Saving and Loading Models#

In this chapter we will talk about what we can do to save and restore GPflow models.

In the below we will demonstrate three different techniques: The two first are based on TensorFlow infrastructure: checkpoints and SavedModel, and the last one is how to use raw access to model parameters.

As usual we will start with some imports:

[1]:
from typing import Callable, Tuple

import matplotlib.pyplot as plt
import numpy as np
import tensorflow as tf

import gpflow

Let us define some data to test with:

[2]:
X = np.array(
    [
        [0.865], [0.666], [0.804], [0.771], [0.147], [0.866], [0.007], [0.026],
        [0.171], [0.889], [0.243], [0.028],
    ]
)
Y = np.array(
    [
        [1.57], [3.48], [3.12], [3.91], [3.07], [1.35], [3.80], [3.82], [3.49],
        [1.30], [4.00], [3.82],
    ]
)

And a helper function for plotting a model:

[3]:
def plot_prediction(
    predict_y: Callable[[tf.Tensor], Tuple[tf.Tensor, tf.Tensor]]
) -> None:
    Xplot = np.linspace(0.0, 1.0, 200)[:, None]

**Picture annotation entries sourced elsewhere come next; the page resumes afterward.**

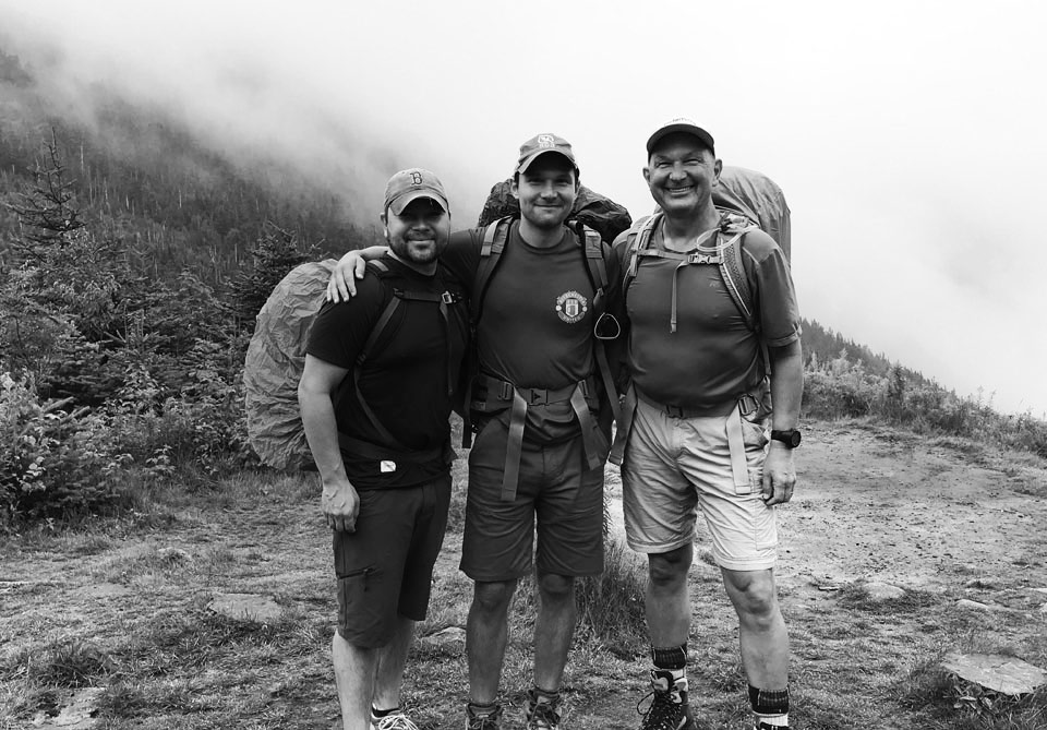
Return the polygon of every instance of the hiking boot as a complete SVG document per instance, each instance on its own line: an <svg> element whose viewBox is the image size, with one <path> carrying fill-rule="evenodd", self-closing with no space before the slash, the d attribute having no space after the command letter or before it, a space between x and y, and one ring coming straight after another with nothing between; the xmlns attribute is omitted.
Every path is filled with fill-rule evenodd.
<svg viewBox="0 0 1047 730"><path fill-rule="evenodd" d="M495 705L488 715L477 715L470 705L466 705L466 730L501 730L502 705Z"/></svg>
<svg viewBox="0 0 1047 730"><path fill-rule="evenodd" d="M563 717L559 697L541 697L533 689L527 691L527 730L559 730Z"/></svg>
<svg viewBox="0 0 1047 730"><path fill-rule="evenodd" d="M695 730L695 720L690 716L687 703L687 678L673 681L670 671L651 671L651 692L636 705L640 710L643 699L651 697L651 705L643 713L640 730Z"/></svg>
<svg viewBox="0 0 1047 730"><path fill-rule="evenodd" d="M418 726L404 713L393 713L385 717L375 717L371 713L371 730L418 730Z"/></svg>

    y_mean, y_var = predict_y(Xplot)
    y_lower = y_mean - 1.96 * np.sqrt(y_var)
    y_upper = y_mean + 1.96 * np.sqrt(y_var)

    _, ax = plt.subplots(nrows=1, ncols=1)
    ax.plot(X, Y, "kx", mew=2)
    (mean_line,) = ax.plot(Xplot, y_mean, "-")
    color = mean_line.get_color()
    ax.plot(Xplot, y_lower, lw=0.1, color=color)
    ax.plot(Xplot, y_upper, lw=0.1, color=color)
    ax.fill_between(
        Xplot[:, 0], y_lower[:, 0], y_upper[:, 0], color=color, alpha=0.1
    )

Checkpointing#

Checkpoints are a mechanism built into TensorFlow, and they work out-of-the-box with GPflow.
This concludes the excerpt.